Геннадий Ревенко валялся посреди кухни на полу и оглушительно храпел. Роста он был не очень высокого, ниже Любы, но плечистый, коренастый и весил отнюдь не мало. Судя по грязной посуде и объедкам на кухонном столе, он, оставшись один в квартире, успел до того, как уснуть, основательно подкрепиться как едой, так и спиртным, обнаруженным в навесном шкафчике.

– Тетя Люба! – тихо ахнула Лариса, увидев сей незатейливый натюрморт с бесчувственным телом в центре композиции. – Какой кошмар! Да если б я знала, что он такое сделает, я бы его одного не оставила. Он, наверное, всю вашу еду съел, да? Вы мне скажите, чего не хватает, я сейчас в магазин сбегаю и все куплю, вы только…

– Успокойся, Лариса, – твердо сказала Люба. – Пойдем организуем место, куда его можно перетащить.

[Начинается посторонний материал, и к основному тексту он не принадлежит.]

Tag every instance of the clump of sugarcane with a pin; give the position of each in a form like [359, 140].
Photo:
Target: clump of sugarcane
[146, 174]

Она повела соседку в комнату Николаши, достала из шкафа надувной резиновый матрас и велела Ларисе привести его в надлежащий вид, превратив в спальное место. Когда матрас был надут, они принесли его на кухню и стали перекладывать на него крепко спящего мужчину, оказавшегося непомерно тяжелым даже для двух отнюдь не хрупких женщин. Люба почувствовала, как что-то хрустнуло у нее в позвоночнике и спину пронзила резкая боль, но она стиснула зубы и промолчала, тем более что боль почти сразу утихла. Наконец Геннадий оказался на матрасе, и Люба с Ларисой, согнувшись в три погибели и ухватившись за резиновые края, потащили свою тяжкую ношу в комнату Николаши.

– А вдруг Коля рассердится, что мой папа у него в комнате валяется? – испуганно спросила Лариса.

– У тебя есть другие варианты? Леля придет с минуты на минуту, к ней в комнату его точно нельзя положить. Родислав Евгеньевич тоже скоро придет, так что и в большую комнату твоего папу определить нельзя. И на кухне оставить нельзя, мне нужно ужин готовить и всех кормить. Так куда же его девать?

– На лестницу! – осенило Ларису. – Давайте вытащим его на лестничную площадку, пусть там лежит, пока не проспится. Там он никому не помешает. Если бы мы могли его до нашей квартиры дотащить, было бы здорово, но ведь мы с вами его не допрем, больно тяжелый.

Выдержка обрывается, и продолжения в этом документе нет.